You’ve no doubt heard the phrase: “Patience is a virtue,” and it can take extra effort to practice patience as an investor. With today’s advances in trading technology and the fast pace of news, we’ve seen daily swings of one percent or more in the market happen more often. And if you’re like the many individuals who follow the daily gyration of the market, then you know it doesn’t take much before stress creeps in.

That’s why you have SJS on your side. We help take the worrying right out of investing. Leave it up to us to be disciplined and patient. Markets will go up and down, that’s their nature. We believe it is more useful to spend our time on the things we can control. Focusing our efforts on these “controllables” can make a difference in the success of your investment experience.


Investment Costs

In 2015, Dalbar’s Quantitative Analysis of Investor Behavior study on investor performance found that fund expenses, including management fees, account for almost 23% of the major causes of equity investor underperformance.1

Another statistic suggests that traditional hedge fund management fees will consume 85% of all investor returns over a 50-year time frame.2 Talk about a haircut on your net return!

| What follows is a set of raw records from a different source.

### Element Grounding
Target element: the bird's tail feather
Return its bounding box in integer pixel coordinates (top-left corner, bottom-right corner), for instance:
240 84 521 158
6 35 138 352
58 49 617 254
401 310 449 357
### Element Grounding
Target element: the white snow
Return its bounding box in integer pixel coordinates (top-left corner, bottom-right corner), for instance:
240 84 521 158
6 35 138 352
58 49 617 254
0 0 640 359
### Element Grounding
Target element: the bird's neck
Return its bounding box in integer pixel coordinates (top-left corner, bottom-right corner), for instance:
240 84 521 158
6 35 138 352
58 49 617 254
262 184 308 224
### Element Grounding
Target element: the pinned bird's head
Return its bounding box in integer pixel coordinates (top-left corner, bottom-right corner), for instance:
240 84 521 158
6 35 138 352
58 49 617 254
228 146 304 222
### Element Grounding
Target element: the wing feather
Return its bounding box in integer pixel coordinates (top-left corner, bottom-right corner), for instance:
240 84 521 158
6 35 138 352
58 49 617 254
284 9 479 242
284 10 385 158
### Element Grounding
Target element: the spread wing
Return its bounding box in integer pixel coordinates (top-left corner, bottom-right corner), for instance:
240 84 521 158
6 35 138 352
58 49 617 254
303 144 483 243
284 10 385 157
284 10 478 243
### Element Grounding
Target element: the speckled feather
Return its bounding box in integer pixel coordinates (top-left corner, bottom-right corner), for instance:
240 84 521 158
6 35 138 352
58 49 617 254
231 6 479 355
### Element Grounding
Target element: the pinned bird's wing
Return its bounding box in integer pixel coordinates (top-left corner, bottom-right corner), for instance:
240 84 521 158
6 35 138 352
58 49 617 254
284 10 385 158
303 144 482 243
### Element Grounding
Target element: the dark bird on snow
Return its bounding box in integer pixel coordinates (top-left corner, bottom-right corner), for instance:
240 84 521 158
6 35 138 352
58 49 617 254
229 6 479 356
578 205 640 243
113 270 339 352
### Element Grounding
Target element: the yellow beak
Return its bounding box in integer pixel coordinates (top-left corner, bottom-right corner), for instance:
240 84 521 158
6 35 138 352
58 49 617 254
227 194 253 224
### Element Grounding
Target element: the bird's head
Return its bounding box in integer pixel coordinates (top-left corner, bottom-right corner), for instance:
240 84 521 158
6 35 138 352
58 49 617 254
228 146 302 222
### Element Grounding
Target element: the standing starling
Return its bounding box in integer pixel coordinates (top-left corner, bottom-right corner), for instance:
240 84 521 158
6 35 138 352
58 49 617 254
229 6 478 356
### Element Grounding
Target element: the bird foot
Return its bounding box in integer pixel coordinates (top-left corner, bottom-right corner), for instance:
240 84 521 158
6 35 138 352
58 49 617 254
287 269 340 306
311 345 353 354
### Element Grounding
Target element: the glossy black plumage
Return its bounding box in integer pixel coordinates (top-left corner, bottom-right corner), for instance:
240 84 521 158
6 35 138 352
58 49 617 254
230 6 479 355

At SJS, we believe that investors are entitled to receive the returns of the market. So we work hard to design portfolios in a way to keep your average cost of investing as low as possible. Because just like running a business, revenue is important, but the bottom line profit determines whether you will stay in business and survive the long run.

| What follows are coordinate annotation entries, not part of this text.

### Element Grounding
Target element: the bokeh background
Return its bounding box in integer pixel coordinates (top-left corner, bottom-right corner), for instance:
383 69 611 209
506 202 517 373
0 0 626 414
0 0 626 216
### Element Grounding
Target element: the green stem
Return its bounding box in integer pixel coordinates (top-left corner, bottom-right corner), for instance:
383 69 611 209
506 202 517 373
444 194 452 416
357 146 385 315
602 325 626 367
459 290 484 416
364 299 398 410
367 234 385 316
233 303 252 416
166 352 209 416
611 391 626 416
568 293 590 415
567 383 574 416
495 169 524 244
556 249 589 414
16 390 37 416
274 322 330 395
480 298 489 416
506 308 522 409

Keeping your expenses low is important, that’s why many of client portfolios are invested in institutional class mutual funds with average expenses ranging from 0.24% to 0.29%.


Taxes

Tax rates are out of our control, but we keep an eye on your portfolio design to manage activities that may generate tax. For example, SJS considers taxable events that might occur as a result of a need to rebalance your portfolio. We look for opportunities to reallocate within tax-deferred accounts to avoid generating taxable capital gains. As for stock mutual funds, we strive to select those that offer low turnover of securities.

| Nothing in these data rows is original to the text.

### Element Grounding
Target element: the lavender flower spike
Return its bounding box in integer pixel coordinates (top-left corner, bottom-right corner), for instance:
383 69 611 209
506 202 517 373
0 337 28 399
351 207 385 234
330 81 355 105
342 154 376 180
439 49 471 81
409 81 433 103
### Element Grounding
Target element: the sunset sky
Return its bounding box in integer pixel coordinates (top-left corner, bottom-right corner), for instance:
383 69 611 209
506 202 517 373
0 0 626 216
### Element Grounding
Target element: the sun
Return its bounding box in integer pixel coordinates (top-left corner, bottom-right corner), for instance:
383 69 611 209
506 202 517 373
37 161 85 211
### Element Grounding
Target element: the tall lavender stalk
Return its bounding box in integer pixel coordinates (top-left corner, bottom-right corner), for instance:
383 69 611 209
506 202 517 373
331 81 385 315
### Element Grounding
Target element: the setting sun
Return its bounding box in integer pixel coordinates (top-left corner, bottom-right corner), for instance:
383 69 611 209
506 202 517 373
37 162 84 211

We are always looking for ways to be mindful of the tax bite. That’s why we often position certain investments, such as publicly traded real estate or taxable bonds in tax-deferred accounts, because they may generate income that is taxed at ordinary rates. These particular tax rates are often less favorable than capital gain rates.


Trading

There is no ‘free lunch’ when it comes to trading. There is a cost to buying and selling a security, whether it is a mutual fund, stock or bond.  While we generally support the idea of buying and holding a broad market portfolio, there are times when different asset classes or baskets of securities become heavier than their original weighting.  And this can cause your portfolio’s risk level to change.  If the change is small enough, we accept the incremental risk rather than place a trade.  But when the weighting changes enough, we accept the cost of trading as necessary to keep the risk in your portfolio at a level you are comfortable with.

 

1Market Timing Costs Investors Big: Dalbar, May 31, 2016. Think Advisor Ginger Szala.

2Growing Pains, Financial Advisor, May 2016, David Sterman.